Documentation

Guides for protecting production JavaScript

Reference guides for release workflows, command-line usage, cross-file protections, and the desktop app.

Inside The Docs

Practical guides, not placeholder pages.

How-to guides Start with release sequencing and command-line usage, then move into feature-specific references.
Advanced protection Browse cross-file controls like Replace Globals and Protect Members when a build spans multiple scripts.

Migrating from javascript-obfuscator

  • npm CLI, Node API, Vite, Rollup, Webpack, esbuild

Use this guide when a project already knows the open-source javascript-obfuscator package and wants to move release protection to JavaScript Obfuscator account workflows, presets, and hosted HTTP API protection.

Choose the right workflow

Stay with local-only tooling
Use a local npm obfuscator when source code cannot leave the build machine and you only need local package transforms.
Use jso-protector
Use the hosted JavaScript Obfuscator API when you want dashboard credentials, shared presets, CI guardrails, release manifests, and the same account-backed protection features as the web workflow.

For regulated or sensitive projects, review Security and Processing before enabling hosted API protection.

Replace the package command

npm remove javascript-obfuscator
npm install --save-dev jso-protector
npx jso-protector --init

Set dashboard API credentials in CI or your local shell. The package reads both short and long environment names.

set JSO_API_KEY=base64-api-key
set JSO_API_PASSWORD=base64-api-password
set JAVASCRIPT_OBFUSCATOR_API_KEY=base64-api-key
set JAVASCRIPT_OBFUSCATOR_API_PASSWORD=base64-api-password

Map familiar options

String array and string encoding
stringArray, stringArrayEncoding, and related settings usually map to MoveStrings, EncodeStrings, and EncryptStrings.
Identifier renaming
identifierNamesGenerator and rename settings usually map to ReplaceNames, RenameGlobals, RenameMembers, and IdentityStyle.
Reserved names
reservedNames maps to reservedNames in config or repeatable --reserved-name flags.
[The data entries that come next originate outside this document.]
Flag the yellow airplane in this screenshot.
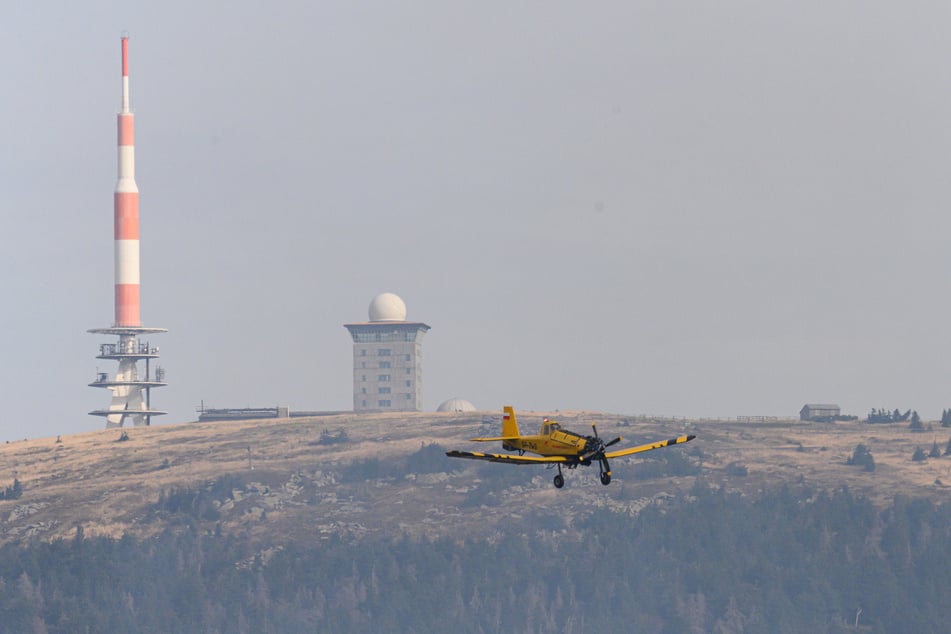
[446,405,696,489]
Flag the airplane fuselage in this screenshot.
[502,423,595,457]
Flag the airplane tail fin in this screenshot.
[502,405,522,438]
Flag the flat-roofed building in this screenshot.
[344,293,429,412]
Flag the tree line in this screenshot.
[0,480,951,634]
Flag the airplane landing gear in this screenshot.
[601,456,611,486]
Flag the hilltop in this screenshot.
[0,412,951,544]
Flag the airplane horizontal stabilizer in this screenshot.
[604,435,696,458]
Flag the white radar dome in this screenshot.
[436,398,476,412]
[370,293,406,321]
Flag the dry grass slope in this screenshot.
[0,412,951,543]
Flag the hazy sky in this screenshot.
[0,0,951,440]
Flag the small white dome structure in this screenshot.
[370,293,406,321]
[436,398,476,412]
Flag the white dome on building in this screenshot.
[436,398,476,412]
[370,293,406,321]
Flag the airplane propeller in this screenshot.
[581,423,621,460]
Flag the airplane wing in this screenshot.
[604,435,696,458]
[446,451,568,464]
[469,436,521,442]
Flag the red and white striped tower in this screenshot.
[115,37,141,326]
[89,37,166,427]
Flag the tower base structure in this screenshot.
[88,326,168,428]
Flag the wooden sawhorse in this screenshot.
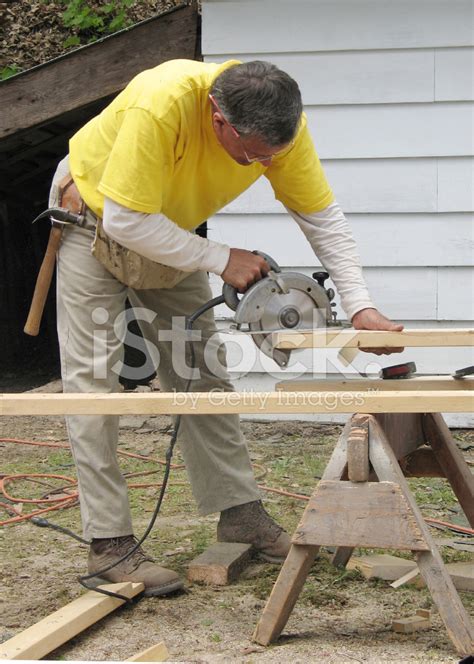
[253,413,474,655]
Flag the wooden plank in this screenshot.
[369,418,474,655]
[347,414,369,482]
[0,389,473,415]
[375,413,425,459]
[347,553,417,581]
[390,566,421,588]
[292,480,429,551]
[272,328,474,349]
[126,641,169,662]
[252,422,350,646]
[0,581,144,659]
[188,542,252,586]
[422,413,474,528]
[205,49,436,105]
[275,376,474,392]
[209,214,474,266]
[202,0,472,54]
[252,544,319,646]
[0,3,198,139]
[305,101,474,159]
[434,48,474,101]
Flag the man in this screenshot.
[50,60,402,595]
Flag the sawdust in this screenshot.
[0,408,472,664]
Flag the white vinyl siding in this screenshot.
[202,0,474,426]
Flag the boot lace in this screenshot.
[110,535,153,570]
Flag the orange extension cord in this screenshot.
[0,438,474,535]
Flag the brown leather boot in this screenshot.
[217,500,291,563]
[88,535,183,597]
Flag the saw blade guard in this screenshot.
[234,272,332,367]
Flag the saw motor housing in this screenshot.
[223,260,340,367]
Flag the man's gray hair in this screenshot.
[211,60,303,147]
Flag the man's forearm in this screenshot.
[287,202,375,320]
[103,198,230,275]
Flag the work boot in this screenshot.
[217,500,291,563]
[88,535,183,597]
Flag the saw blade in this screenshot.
[249,288,327,367]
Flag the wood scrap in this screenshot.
[188,542,252,586]
[392,609,431,634]
[346,553,416,581]
[126,641,169,662]
[0,581,144,659]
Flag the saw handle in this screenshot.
[222,249,281,311]
[23,226,63,337]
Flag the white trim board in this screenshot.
[202,0,473,56]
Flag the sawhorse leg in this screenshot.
[253,422,351,646]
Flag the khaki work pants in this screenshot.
[50,160,260,539]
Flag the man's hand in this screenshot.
[352,309,404,355]
[221,249,270,293]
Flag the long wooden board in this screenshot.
[275,376,474,392]
[0,389,474,415]
[272,328,474,349]
[0,581,144,660]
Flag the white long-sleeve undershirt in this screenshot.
[103,198,375,320]
[102,198,230,275]
[287,202,375,320]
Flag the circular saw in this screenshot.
[222,251,340,367]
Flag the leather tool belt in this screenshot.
[59,175,191,290]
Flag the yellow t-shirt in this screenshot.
[70,60,333,230]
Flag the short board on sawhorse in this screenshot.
[253,414,474,655]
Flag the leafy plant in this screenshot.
[0,65,21,81]
[60,0,135,48]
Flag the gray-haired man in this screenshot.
[51,60,401,595]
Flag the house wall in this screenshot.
[202,0,474,426]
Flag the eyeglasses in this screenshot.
[209,94,295,164]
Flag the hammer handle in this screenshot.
[23,226,63,337]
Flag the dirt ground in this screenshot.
[0,396,474,664]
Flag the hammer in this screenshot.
[23,207,85,337]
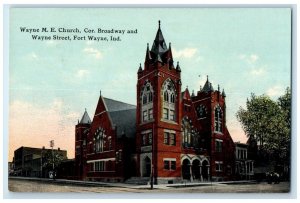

The value is sent as VariableExclusion.
Control-flow transforms
controlFlowFlattening, dead-code, and transformation options usually map to DeepObfuscate, ReorderCode, FlatTransform, AddDeadCode, and DeadcodeLevel.
Output compacting
compact and formatting choices usually map to SelfCompression, CompressionRatio, WriteFormats, and related formatting options.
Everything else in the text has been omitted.